Alibaba’s Cloud Revenue Up 34% as $17 Billion AI Investment Fuels Triple-Digit AI Growth
Alibaba’s cloud intelligence revenue grew 34% in its latest quarter while AI-related product sales recorded nine consecutive quarters of triple-digit growth. Strong e-commerce earnings funded more than $17 billion in AI and cloud capital expenditure over the past year, underpinning its sub-16x forward earnings valuation.
1. Cloud Intelligence Drives Record Growth
In its most recent quarter, Alibaba’s cloud intelligence division delivered 34% year-over-year revenue growth, more than double the 15% top-line expansion from its continuing operations. Within that unit, AI-related product revenue has posted triple-digit growth for nine straight quarters, underscoring strong enterprise demand for machine-learning tools and data services. Cloud infrastructure investments of over $17 billion in the trailing 12 months have enabled Alibaba to capitalize on China’s AI boom without diluting shareholders or taking on significant debt.
2. E-commerce Cash Engine Fuels AI Ambitions
Taobao and Tmall accounted for 45% of consolidated revenue in fiscal 2025 but generated more than 100% of adjusted EBITDA, with a combined margin of 44%. That robust cash flow has funded 14 consecutive quarters of share buybacks and regular dividends, while still supporting aggressive capital spending on next-generation technology. Over the past year, Alibaba has allocated more than $17 billion to AI and cloud infrastructure projects, maintaining strong profitability even as it scales up research and hardware development.

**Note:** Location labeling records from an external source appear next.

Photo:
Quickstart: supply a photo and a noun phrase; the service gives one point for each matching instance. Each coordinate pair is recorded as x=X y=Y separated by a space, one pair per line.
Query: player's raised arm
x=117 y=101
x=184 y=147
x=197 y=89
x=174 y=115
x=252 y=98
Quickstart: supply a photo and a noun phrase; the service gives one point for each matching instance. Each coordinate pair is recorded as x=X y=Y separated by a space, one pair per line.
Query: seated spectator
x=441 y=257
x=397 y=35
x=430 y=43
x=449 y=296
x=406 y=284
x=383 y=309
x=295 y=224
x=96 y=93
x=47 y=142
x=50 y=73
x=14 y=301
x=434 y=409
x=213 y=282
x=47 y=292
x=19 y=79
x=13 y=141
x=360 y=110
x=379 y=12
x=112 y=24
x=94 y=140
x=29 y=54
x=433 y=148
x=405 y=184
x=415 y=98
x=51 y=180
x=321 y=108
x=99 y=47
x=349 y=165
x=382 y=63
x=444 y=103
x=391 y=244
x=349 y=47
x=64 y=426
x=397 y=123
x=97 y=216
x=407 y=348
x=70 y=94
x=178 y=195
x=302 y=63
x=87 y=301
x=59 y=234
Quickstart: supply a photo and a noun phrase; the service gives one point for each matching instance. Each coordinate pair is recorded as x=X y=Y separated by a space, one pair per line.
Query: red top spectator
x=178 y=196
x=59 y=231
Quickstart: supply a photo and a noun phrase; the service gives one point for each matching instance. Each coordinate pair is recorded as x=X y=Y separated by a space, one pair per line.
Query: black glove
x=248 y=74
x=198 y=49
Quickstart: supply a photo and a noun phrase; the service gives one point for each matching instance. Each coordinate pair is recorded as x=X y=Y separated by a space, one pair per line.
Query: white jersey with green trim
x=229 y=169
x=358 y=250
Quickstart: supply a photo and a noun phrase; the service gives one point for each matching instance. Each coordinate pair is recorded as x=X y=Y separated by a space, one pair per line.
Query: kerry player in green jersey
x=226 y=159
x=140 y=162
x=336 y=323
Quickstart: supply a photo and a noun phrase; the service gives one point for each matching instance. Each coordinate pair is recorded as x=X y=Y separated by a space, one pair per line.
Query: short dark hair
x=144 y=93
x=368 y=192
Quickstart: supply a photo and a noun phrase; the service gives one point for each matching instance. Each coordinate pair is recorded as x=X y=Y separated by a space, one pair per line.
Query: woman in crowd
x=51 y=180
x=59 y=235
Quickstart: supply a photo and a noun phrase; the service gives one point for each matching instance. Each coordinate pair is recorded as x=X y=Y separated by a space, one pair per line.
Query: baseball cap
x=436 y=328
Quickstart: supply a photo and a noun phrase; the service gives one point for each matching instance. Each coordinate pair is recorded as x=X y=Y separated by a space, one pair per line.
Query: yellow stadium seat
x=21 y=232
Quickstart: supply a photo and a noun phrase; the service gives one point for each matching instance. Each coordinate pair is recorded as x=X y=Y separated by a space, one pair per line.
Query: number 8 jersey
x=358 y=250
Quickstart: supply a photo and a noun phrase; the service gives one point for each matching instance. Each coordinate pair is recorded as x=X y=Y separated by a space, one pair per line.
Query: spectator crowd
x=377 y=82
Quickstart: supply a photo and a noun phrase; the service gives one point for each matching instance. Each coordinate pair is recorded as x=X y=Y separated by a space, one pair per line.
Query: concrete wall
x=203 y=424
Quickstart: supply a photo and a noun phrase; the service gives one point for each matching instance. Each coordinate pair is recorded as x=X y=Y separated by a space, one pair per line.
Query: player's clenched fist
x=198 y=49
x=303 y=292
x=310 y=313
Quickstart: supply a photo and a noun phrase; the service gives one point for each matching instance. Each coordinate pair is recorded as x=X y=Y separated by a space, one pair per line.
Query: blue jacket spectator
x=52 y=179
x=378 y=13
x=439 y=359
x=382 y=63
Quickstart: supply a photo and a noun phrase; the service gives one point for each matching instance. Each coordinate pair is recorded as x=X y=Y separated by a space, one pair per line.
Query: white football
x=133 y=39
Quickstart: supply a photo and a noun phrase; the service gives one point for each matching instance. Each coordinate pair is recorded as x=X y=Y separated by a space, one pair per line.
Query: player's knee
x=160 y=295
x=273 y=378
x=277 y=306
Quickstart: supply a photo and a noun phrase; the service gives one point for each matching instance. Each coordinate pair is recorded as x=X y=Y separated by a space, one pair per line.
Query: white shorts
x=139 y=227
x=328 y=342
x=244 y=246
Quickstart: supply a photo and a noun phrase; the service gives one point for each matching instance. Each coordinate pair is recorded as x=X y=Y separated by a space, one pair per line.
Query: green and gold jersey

3. Strategic Investment in MiniMax IPO Raises Geopolitical Risk
Alibaba is anchoring a planned Hong Kong IPO for AI startup MiniMax, committing approximately $350 million to the deal alongside the Abu Dhabi Investment Authority. MiniMax is targeting a valuation near $6.5 billion and plans to raise around HKD 3.83 billion through an offering expected to price between HKD 151 and HKD 165 per share. While the investment strengthens Alibaba’s position in domestic AI research, it also exposes the company to regulatory scrutiny in both China and international markets, especially as geopolitical tensions over technology supply chains intensify.